They delimit, prepare and preserve the architectural spaces, they contribute to the privacy, security and comfort for its inhabitants, but as well they represent the materialization of many urban elements. These construction elements are intrinsic parts of the facades and, in many cases, they become identified with them. They represent different conceptual models acting as a source of information for visitors, explicitly or implicitly the code that the city understands innately is written on them, as landscape elements, as fortresses, or as functional or industrial elements for example.
Overlooking the representative value of a facade, the enclosures and exterior skins are the elements that technically separates us from each other, introducing bioclimatic concepts and operating as an intelligent facing that minimizes energy consumption by using passive and dynamic strategies.
As a piece of work that inspires and surprises us in this respect we would like to highlight Bois le Prêtre Tower refurbishment carried out in Paris by Lacaton & Vassal and the architect Frederic Druot.

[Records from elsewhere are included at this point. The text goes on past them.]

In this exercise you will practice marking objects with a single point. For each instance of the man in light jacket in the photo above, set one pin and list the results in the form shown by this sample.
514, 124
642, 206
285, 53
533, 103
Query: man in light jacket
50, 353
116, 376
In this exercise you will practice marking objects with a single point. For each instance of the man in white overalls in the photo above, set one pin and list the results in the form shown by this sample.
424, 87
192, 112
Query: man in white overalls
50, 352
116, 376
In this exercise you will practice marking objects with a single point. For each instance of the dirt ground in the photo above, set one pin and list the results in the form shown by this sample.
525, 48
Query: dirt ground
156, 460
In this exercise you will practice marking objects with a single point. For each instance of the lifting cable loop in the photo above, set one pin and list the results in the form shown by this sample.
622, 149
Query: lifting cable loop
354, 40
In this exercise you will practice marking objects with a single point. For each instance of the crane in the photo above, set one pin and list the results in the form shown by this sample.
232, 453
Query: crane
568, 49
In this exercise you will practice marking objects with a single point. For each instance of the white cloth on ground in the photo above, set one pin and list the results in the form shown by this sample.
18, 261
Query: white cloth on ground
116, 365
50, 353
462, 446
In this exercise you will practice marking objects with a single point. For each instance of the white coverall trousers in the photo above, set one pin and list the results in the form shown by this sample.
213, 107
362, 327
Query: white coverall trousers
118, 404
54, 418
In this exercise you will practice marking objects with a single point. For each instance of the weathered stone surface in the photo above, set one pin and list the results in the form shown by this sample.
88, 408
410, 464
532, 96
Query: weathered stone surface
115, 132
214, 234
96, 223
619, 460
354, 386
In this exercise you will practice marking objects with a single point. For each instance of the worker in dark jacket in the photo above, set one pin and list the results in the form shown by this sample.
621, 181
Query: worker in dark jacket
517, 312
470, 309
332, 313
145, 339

With it, they accomplished an alternative approach to the remodelling of post-war homes, by meeting widely the current requirements including the minimization of the consumed energy in exchange of a more affordable price than the one of the demolition and building construction.
Originally designed by Raymond Lopez, this construction achieved after its refurbishment increasing the size of its rooms and the creation of new balconies; the corrugated aluminium facade which is also a innovation, is now intertwined with large windows, glazed terraces and separating them crystals from the ceiling to the floor allowing natural light to come inside; Added to this is the installation of the conservatories, which act as insulating components, as a way to keep the room cool in the summer and also increase the feeling that it is a pleasure to live in them.
With all this sort of exterior enclosures, energy consumption has been reduced passively in more than a 50% and everything thanks to the realization of minimal intervention in the original structure.
Another improvement to consider is that the visual impact generated in the Parisian landscape by the tower, formerly known as “Alcatraz”, has been softened.
Without any intention of comparing ourselves with Master as Lacaton & Vassal, we have developed various projects in which the vertical and horizontal enclosures were an essential part of the conceptual development. Some examples that you can see on our website are our proposal to GDIS, “La Ascensión del Señor” church, Ali Mohammed T. Al Ghanim Clinic, Gunni & Trentino Hub or Seed House.